As to Figure 5, Appellant highlights two disclosures in paragraph 29:
(1) “The hemostatic connection 112 also may be created by inflating a non-
occluding balloon 117 within the aorta 16 (F[igure] 5)” and (2) “The non-
occluding balloon should be inflated in such a way that it provides a
sufficient amount of pressure against the flange 114, thereby forming a
hemostatic connection between the flange and the inner aortic wall 18.”
Appeal Br. 5 (quoting Spec. ¶ 29). According to Appellant, “Figure 5 shows
the hemostatic connection 112 formed by the flange 114.” Id.
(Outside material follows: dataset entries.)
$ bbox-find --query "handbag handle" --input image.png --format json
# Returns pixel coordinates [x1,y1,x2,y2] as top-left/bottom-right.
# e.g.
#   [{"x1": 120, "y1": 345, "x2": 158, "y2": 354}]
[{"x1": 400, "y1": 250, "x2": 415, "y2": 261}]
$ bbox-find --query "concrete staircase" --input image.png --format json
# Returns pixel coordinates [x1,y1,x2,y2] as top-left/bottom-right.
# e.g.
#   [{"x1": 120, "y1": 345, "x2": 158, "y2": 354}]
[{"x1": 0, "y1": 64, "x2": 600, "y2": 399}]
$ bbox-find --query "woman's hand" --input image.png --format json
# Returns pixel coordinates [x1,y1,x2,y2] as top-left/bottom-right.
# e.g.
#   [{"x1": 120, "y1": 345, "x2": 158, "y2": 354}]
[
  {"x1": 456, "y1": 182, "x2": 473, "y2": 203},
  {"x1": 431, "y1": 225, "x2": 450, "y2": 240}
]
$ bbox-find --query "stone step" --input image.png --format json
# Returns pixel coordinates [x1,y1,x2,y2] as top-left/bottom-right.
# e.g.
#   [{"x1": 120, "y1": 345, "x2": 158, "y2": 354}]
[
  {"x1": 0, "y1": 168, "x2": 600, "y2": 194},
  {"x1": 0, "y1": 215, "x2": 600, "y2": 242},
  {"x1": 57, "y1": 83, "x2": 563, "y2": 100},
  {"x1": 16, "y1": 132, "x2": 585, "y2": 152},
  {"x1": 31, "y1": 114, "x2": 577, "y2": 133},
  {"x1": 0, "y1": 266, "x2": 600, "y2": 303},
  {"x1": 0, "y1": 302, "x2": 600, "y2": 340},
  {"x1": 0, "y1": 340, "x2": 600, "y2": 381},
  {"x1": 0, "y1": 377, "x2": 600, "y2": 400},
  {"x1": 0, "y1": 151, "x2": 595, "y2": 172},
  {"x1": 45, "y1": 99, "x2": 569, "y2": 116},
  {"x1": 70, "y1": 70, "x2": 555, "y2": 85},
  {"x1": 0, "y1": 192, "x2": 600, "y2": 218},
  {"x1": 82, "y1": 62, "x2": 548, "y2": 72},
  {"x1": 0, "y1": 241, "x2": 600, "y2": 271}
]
Appellant
argues that, in view of these disclosures, “one skilled in the art would
appreciate that the ‘left side’ of the illustrated system, where the flange 114
forms the hemostatic connection 112, is the distal end of the system” and
would also “understand that the balloon 117, as shown in Figure 5,
surrounds the catheter 110 to provide the described pressure against the
flange 114, while leaving the sealing face of the flange 114 (at the distal end
of the system) exposed to form the hemostatic connection 112.” Id. at 6.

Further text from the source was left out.